• Hi Ihr alle.

    Möchte mich gerne vorstellen.

    Mein Name ist endless summer 47 mit 5jähriger Tochter von einem Alkoholiker.

    Ich hab echt alles durch, unter anderem eine 2jährige psychoanalytische Therapie.

    Es geht mir gut, ich lebe allein mit Kind.

    Ich bin froh, daß ich die Therapie gemacht habe nach 10jahren Quälerei, aber ganz durch ist die Nummer scheinbar noch nicht.

    Aufgrund seines Alkoholismus kann ich ihm das Kind nur bedingt geben, was bedeutet, er kommt dann zu mir und säuft hier wie bei sich, nur mit dem Unterschied, daß ich, wie im Hotel, alles mache, während der Herr seinen Gelüsten fröhnt.

    Ich habe wohl schon viel geschafft, aber seit 4 Jahren stagniert die Sache ein wenig.

    Ich finde keinen neuen Partner, der alte klebt an mir und belastet mich durch sein scheiss Alk und Drogen Problem und ich komme weder beruflich, privat noch mit meinem Haus und Hof voran.

    Blockiert durch die abwechselnden Alk und Drogen Exzesse meines Ex, die ich aus der Ferne mitbekomme und deren Auswüchse auch in mein Leben geschwemmt werden.

    Ich kann und will hier nicht weg wo ich bin, merke aber, ich benötige Support für meinen nächsten Schritt...
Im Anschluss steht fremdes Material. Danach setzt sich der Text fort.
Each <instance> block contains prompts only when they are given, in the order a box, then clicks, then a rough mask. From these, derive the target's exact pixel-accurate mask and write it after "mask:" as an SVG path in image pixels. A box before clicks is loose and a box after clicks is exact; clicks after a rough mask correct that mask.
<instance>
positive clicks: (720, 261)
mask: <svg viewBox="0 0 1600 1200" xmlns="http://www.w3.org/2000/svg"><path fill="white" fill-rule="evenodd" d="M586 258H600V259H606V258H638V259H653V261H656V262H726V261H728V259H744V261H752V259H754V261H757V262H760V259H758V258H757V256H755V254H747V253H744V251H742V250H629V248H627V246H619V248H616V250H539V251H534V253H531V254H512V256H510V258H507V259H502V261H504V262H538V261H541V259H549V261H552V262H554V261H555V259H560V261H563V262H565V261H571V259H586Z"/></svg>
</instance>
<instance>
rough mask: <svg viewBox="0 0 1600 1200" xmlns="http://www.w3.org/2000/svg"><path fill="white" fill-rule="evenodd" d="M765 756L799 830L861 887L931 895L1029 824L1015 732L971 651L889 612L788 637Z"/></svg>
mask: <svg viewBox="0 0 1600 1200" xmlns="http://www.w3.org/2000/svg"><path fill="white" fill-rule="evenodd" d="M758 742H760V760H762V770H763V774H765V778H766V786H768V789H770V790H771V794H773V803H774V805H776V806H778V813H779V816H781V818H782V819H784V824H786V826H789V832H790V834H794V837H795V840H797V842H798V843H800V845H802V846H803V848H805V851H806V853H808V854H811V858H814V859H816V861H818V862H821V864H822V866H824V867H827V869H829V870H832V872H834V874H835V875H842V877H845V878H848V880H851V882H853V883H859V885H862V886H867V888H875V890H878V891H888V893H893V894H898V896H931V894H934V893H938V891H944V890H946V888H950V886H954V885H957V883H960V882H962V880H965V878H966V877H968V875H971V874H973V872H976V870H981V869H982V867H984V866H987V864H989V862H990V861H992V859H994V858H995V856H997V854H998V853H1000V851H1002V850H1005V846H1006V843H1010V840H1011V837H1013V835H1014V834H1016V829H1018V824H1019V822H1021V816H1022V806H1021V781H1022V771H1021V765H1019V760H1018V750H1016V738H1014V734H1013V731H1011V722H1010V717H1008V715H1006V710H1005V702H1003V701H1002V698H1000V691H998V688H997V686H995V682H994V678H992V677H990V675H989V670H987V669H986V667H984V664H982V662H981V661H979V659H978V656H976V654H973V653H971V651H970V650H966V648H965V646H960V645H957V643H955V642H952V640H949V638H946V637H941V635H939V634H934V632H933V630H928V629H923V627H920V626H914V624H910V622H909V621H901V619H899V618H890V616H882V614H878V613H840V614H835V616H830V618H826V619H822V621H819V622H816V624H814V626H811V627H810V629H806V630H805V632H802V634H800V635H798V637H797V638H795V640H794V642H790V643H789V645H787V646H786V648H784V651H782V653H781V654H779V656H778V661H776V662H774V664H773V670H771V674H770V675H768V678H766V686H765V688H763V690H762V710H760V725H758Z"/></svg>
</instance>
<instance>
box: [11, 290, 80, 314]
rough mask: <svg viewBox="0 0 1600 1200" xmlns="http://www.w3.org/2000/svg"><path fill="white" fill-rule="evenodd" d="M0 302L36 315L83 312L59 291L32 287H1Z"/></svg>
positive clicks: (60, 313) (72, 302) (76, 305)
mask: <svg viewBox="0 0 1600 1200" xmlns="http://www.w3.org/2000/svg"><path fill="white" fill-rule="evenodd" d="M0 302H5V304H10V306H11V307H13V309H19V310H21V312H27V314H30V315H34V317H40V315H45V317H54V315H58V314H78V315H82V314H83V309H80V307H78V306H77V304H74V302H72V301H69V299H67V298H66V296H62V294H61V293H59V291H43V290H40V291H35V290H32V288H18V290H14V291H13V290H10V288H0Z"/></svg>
    Mehr Abstand gewinnen...

    Ich habe sooo viele Fragen...

    Fragen wie: er ist doch so schlau, warum lässt er sich nicht helfen?

    Wieso kümmert er sich nicht um seine Gebrechen die er sonst noch hat? Er ist sich sehr viel mehr egal geworden, hab ich den Eindruck...

    Weshalb lässt er kein konstruktives, helfendes Gespräch zu?

    Wie kann ich mich noch besser von alldem abgrenzen?

    Und so viele Fragen mehr...

    Vielleicht finde ich hier ja ein paar Antworten und Menschen, die Ähnliches erlebt haben.

    Viele Grüsse

    Endless Summer

  • hallo Endless Summer,

    herzlich willkommen in unserer Selbsthilfegruppe.

    Das abgrenzen fällt den Angehörigen sehr oft schwer, gerade wenn Kinder da sind.
    Er ist Alkoholiker, da nützt ihm keine Schlauheit. Er braucht Krankheitseinsicht, sie Einsicht, dass er süchtig ist. Ohne die geht es nicht.
    Wenn du dich hier austauschen möchtest, klicke unten auf den Link, schreibe noch einen kurzen Satz, dann schalten wir dich für den offenen Bereich frei:

    https://alkoholiker-forum.de/bewerben/

    lg Morgenrot

    Wer nicht hofft, wird nie dem Unverhofften begegnen. ( Julio Cortazar )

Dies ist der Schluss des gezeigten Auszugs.